A lo dicho, para el caso particular de Colombia, hay que añadir que la cultura de la violencia y la cultura del narcotráfico, prolongadas durante décadas, trajeron para la vida religiosa otra paradoja que contribuyó con su cuota al desencanto. Si bien de una parte hubo minorías en todas las congregaciones religiosas que ejercieron una tarea profética, de contracultura misional y de compromiso hasta el heroísmo frente a los actores del conflicto armado, y no se vendieron ni cayeron en las garras de las fieras del narcotráfico, llegando incluso a pagar con su vida, también es cierto que lenta e imperceptiblemente, con grados de connivencia diferenciados, unos más conscientes que otros, se permitió que la violencia y el narcotráfico también tocaran con su ethos la vida religiosa; y sin saber cómo ni cuándo, dañó su tejido colectivo, deterioró sus buenas prácticas, minó la confianza colectiva, afectó a los liderazgos espirituales y produjo una honda crisis espiritual, fragmentando a las generaciones y produciendo una ruptura con lo bueno heredado del pasado, de lo cual todavía no se ha logrado recuperar.
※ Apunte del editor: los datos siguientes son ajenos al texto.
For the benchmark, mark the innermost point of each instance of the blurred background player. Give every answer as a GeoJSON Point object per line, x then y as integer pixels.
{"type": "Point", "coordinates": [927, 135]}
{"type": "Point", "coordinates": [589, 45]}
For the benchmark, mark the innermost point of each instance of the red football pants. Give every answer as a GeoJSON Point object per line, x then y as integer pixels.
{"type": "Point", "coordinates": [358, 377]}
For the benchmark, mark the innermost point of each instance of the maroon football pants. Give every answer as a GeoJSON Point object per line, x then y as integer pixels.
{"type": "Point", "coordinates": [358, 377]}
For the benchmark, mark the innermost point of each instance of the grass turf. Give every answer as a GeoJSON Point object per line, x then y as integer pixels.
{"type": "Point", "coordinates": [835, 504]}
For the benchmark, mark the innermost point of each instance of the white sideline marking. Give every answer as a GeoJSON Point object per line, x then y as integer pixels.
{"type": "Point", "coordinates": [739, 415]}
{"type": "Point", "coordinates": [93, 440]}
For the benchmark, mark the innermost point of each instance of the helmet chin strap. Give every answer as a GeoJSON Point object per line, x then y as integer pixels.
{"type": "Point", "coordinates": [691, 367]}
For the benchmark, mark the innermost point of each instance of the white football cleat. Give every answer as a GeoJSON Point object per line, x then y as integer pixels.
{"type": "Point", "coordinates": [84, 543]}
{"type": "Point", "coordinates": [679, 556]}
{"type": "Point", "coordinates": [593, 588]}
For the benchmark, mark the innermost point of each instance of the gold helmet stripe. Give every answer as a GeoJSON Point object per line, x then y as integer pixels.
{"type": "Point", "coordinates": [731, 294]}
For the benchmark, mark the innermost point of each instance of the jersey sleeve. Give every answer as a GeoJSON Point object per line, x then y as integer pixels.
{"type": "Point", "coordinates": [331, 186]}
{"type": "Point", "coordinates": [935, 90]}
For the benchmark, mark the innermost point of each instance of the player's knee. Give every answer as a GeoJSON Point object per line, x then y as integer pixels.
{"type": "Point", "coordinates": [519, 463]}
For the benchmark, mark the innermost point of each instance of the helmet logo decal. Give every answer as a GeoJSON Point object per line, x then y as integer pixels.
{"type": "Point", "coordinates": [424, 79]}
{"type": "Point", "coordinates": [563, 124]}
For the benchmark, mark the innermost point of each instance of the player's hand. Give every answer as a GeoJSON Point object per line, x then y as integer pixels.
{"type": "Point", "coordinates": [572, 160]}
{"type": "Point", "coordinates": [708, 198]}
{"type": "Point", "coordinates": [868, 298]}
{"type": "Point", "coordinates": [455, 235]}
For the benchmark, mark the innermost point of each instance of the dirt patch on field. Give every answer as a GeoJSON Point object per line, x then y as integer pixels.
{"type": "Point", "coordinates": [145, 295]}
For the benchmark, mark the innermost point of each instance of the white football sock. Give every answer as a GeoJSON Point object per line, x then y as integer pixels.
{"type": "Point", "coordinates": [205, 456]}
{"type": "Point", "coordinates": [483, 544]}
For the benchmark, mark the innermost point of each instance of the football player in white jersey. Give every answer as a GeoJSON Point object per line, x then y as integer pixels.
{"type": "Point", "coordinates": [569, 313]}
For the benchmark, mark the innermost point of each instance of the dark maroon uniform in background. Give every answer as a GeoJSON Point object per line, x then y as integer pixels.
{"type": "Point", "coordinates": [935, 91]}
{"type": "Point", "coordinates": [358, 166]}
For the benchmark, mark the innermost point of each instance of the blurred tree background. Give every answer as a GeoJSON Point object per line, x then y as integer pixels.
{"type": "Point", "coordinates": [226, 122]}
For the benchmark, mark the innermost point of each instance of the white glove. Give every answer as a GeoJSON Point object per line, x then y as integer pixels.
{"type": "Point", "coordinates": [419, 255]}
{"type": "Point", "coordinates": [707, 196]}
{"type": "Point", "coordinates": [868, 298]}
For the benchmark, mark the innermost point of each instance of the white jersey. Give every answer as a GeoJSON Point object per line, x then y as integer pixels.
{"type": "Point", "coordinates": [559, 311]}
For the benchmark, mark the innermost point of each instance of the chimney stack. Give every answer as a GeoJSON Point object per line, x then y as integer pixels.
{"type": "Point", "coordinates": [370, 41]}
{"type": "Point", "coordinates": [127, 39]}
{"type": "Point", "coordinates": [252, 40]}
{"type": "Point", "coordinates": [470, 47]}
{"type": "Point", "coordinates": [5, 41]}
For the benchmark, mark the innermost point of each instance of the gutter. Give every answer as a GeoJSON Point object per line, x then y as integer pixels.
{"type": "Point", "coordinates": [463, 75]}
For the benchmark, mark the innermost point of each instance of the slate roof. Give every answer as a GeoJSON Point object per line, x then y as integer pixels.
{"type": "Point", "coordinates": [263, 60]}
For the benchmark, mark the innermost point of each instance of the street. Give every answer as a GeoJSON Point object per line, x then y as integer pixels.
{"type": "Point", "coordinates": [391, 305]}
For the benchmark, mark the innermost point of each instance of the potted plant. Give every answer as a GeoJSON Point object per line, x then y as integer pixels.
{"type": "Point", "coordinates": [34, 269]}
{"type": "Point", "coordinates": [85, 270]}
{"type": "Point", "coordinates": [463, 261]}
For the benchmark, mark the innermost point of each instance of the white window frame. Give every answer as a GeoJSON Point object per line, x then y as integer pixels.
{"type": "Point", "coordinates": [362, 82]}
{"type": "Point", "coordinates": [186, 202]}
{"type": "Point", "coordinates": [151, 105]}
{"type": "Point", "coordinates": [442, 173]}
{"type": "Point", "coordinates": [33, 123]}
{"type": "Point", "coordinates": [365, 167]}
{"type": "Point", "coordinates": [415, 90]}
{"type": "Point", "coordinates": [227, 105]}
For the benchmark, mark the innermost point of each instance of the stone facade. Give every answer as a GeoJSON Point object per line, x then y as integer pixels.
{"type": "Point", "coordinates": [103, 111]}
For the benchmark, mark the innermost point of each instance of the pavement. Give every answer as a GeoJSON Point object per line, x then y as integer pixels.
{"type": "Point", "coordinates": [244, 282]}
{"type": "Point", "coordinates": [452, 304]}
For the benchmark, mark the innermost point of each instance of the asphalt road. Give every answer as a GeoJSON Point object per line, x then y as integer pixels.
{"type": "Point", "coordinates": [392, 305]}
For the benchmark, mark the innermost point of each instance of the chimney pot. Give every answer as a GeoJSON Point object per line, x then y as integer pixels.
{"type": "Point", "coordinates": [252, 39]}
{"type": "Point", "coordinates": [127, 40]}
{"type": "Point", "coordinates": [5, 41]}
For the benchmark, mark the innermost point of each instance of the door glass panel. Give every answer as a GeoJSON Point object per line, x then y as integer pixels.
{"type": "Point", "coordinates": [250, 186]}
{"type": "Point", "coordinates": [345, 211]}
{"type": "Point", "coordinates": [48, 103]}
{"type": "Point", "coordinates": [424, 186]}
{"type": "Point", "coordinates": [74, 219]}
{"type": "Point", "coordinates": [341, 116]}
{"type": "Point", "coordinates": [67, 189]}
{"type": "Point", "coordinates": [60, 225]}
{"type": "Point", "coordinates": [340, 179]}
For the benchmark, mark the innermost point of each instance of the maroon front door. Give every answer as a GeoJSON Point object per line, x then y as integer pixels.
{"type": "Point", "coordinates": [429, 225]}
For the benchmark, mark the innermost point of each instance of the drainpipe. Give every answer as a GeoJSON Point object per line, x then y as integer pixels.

El sexto movimiento es el contemporáneo En salida. Frente al anterior panorama aparecen las preguntas: ¿por qué tenemos que seguir así? ¿No podemos ser religiosos de otra manera? ¿Qué tendríamos que hacer para generar una nueva cultura en el interior de la vida religiosa? ¿Cuál es el estilo de vida que debemos construir? ¿Nos sentimos llamados a ser protagonistas de una nueva etapa de su historia? No es de extrañar la singular acogida que ha tenido, particularmente entre los integrantes de la vida religiosa, tanto la Exhortación Apostólica Evangelii Gaudium como la convocatoria al Año de la Vida Consagrada del papa Francisco. Un programa audaz para la transformación misionera de la Iglesia y para la evangelización del mundo actual más que para la autopreservación. Al señalar que todos los agentes pastorales y toda la Iglesia se pongan en salida, invita “a todos a ser audaces y creativos en esta tarea de repensar los objetivos, las estructuras, el estilo y los métodos evangelizadores de las propias comunidades”.

En salida es el despegue de la vida consagrada hacia un nuevo paradigma, cuyo primer paso implica que hay que pasar de mirarse a sí mismos, ahogados por los problemas internos, a descentralizarse en una dinámica misionera que insuflará conversión y nueva vida a los actuales protagonistas de la vida consagrada. Tal paradigma debe construirse a partir de ciertas notas distintivas en las cuales ha insistido el papa Francisco: profundidad de vida, talante alegre, animación desde el contacto con la gente, “oler a oveja”, audacia, creatividad y autenticidad. Todo esto dentro de un clima de esperanza que suscite la capacidad de comenzar algo nuevo en el mundo, una especie de segundo nacimiento a través de la Palabra y la acción.